The Montreal Port Authority (MPA) has completed its shore power project allowing vessels that dock at the port’s new cruise terminal to be powered by electricity.
This two-pronged project, the first green initiative of its kind in Quebec, is expected to reduce greenhouse gas (GHG) emissions by 2,800 tonnes per year, according to the port.
The project, which had a total cost of CAD 11 million, was rolled out in two phases. The first was shore power for wintering vessels and the second, for cruise ships. In 2016, the MPA developed four power supply stations at berths 25, 27, 29 and M2 for vessels that winter at the port.
Carried out in 2016 and 2017, these works led on July 29 to the successfully completed, first ever connection to Holland America Line’s cruise ship, the ms Veendam.

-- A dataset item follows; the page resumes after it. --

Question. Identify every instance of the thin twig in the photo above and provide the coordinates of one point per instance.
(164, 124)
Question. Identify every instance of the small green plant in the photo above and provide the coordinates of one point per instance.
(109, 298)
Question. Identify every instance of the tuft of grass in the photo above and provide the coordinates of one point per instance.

“Now completed, this shore power project will result in a significant reduction in greenhouse gas (GHG) emissions, offsetting virtually all the GHG emissions for which the MPA is responsible,” Sylvie Vachon, President and CEO of the MPA, said.
As part of the rehabilitation of Alexandra Pier and the cruise terminal, the MPA had the necessary equipment installed to provide shore power for cruise ships, working with its technical partners.
To provide a sufficiently powerful power supply for cruise ships, Hydro-Québec installed a new 25 kV line to supply the new substation installed at the cruise terminal in 2016. For its part, Schneider Electric designed and built the equipment needed to install the electrical substation.